Europa ha cambiado radicalmente en menos de quince años. En 2004 se vio con normalidad una ampliación de los diez países del Este que habían estado bajo el comunismo. No es lo mismo acoger refugiados que acoger a naciones que históricamente habían pertenecido al Viejo Continente. Pero también ellos llegaban desde una cultura que ya era muy diferente, la cultura o la no-cultura postcomunista. De un solo golpe 100 millones de personas entraron en la Unión. Han sido estos países los que más ayudas han recibido en los últimos años. En concreto, los cuatro países del Grupo de Visegrado (Polonia, Hungría, República Checa y Eslovaquia), que son los que más se oponen a la acogida de refugiados y los que menos extranjeros tienen en sus sociedades, han recibido fondos muy cuantiosos en el período 2007-2013. La República Checa, la más beneficiada, ha contado más de 3.300 euros per cápita. Hungría va detrás con más de 3.200. La Europa que abría sus puertas sin chistar al europeo no-europeo, ahora se rebela.

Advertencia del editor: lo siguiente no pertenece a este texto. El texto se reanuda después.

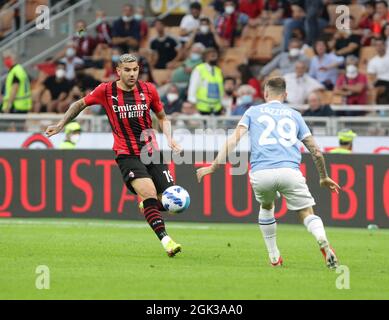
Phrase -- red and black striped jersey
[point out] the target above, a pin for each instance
(129, 115)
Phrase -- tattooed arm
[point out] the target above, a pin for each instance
(73, 111)
(318, 159)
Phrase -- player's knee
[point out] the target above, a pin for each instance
(150, 202)
(267, 206)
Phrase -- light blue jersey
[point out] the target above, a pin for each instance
(275, 130)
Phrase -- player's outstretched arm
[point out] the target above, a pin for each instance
(227, 148)
(166, 127)
(318, 159)
(73, 111)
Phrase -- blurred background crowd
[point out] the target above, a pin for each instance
(233, 46)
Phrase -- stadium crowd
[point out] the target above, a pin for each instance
(233, 46)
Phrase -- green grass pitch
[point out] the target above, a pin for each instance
(123, 260)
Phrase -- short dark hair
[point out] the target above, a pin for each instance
(379, 39)
(276, 85)
(195, 5)
(230, 79)
(382, 2)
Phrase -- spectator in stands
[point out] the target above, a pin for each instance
(316, 108)
(352, 86)
(103, 29)
(378, 70)
(324, 66)
(126, 31)
(229, 98)
(346, 137)
(181, 75)
(110, 66)
(17, 90)
(58, 89)
(166, 48)
(247, 77)
(85, 44)
(172, 101)
(71, 62)
(253, 9)
(218, 5)
(190, 22)
(366, 23)
(344, 42)
(385, 35)
(72, 132)
(188, 109)
(245, 100)
(300, 84)
(205, 35)
(145, 73)
(206, 86)
(275, 11)
(286, 61)
(140, 16)
(306, 16)
(381, 17)
(230, 24)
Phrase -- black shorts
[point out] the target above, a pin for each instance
(132, 168)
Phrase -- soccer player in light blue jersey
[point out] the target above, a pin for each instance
(275, 130)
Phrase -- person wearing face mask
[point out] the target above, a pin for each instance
(140, 16)
(229, 98)
(245, 100)
(190, 22)
(172, 101)
(352, 87)
(230, 24)
(71, 62)
(126, 31)
(206, 85)
(103, 29)
(206, 35)
(73, 133)
(166, 48)
(84, 43)
(110, 66)
(17, 94)
(285, 61)
(300, 84)
(56, 91)
(378, 71)
(181, 75)
(345, 43)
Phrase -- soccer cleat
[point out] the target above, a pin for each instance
(172, 248)
(141, 208)
(329, 254)
(277, 263)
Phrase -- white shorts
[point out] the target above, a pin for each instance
(289, 182)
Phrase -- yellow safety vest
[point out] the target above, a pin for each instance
(210, 92)
(23, 100)
(340, 151)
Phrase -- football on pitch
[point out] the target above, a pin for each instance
(175, 199)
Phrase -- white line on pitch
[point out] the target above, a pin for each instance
(95, 224)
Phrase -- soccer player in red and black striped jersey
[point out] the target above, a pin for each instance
(127, 103)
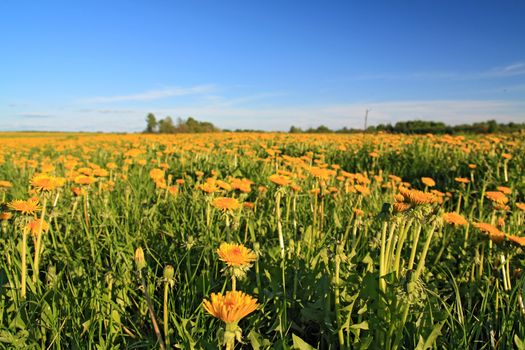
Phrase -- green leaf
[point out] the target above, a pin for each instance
(427, 344)
(300, 344)
(363, 325)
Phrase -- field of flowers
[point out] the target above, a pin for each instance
(262, 241)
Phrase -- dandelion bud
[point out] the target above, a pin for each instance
(169, 274)
(140, 261)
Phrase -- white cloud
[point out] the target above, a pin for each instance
(511, 70)
(151, 95)
(229, 116)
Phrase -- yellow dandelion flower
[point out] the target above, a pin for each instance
(494, 234)
(280, 180)
(497, 197)
(462, 180)
(84, 180)
(44, 182)
(428, 181)
(156, 174)
(34, 226)
(504, 189)
(5, 184)
(230, 308)
(226, 203)
(400, 207)
(29, 206)
(454, 219)
(418, 197)
(235, 254)
(4, 216)
(517, 240)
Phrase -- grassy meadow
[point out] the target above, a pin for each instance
(336, 241)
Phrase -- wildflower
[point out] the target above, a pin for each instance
(5, 184)
(156, 174)
(455, 219)
(427, 181)
(236, 254)
(494, 234)
(280, 180)
(517, 240)
(140, 261)
(29, 206)
(84, 180)
(462, 180)
(417, 197)
(358, 212)
(504, 189)
(497, 197)
(400, 207)
(225, 203)
(230, 308)
(78, 191)
(44, 182)
(173, 190)
(243, 185)
(5, 215)
(365, 191)
(34, 227)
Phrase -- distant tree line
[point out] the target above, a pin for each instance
(166, 125)
(426, 127)
(422, 127)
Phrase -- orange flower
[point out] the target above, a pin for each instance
(44, 182)
(280, 180)
(5, 184)
(84, 180)
(400, 207)
(34, 226)
(225, 203)
(517, 240)
(418, 197)
(494, 234)
(454, 219)
(78, 191)
(365, 191)
(5, 215)
(497, 197)
(232, 307)
(427, 181)
(29, 206)
(156, 174)
(173, 190)
(462, 180)
(504, 189)
(236, 254)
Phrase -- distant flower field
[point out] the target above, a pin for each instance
(262, 241)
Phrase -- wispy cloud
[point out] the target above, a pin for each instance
(35, 115)
(151, 94)
(511, 70)
(270, 117)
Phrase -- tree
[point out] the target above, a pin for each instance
(166, 126)
(295, 130)
(152, 124)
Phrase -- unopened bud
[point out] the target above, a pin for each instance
(140, 261)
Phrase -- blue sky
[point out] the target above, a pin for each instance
(103, 65)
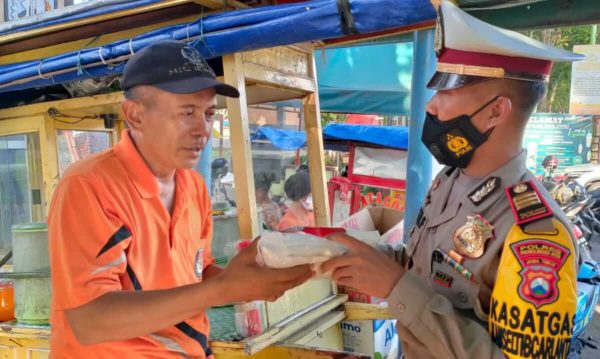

La identidad europea se repliega sobre una especie de nacionalismo del bienestar. Lo hace después de haber dado en los últimos años una nueva vuelta de tuerca a la privatización de las cuestiones sobre el sentido de la vida y el estar juntos. Después de haber abrazado el mundo post-comunista y haber abrazado formas de multiculturalismo supuestamente neutralistas. Ese bienestar que parece darnos seguridad no existe, no volverá a ser como el del pasado. Como tampoco existe el mundo ideal inventado por el hinduismo nacionalista o el califato.

La globalización, al reabrir el problema de la identidad, reabre el problema del sentido. También se diluye el sueño europeo de censurarlo.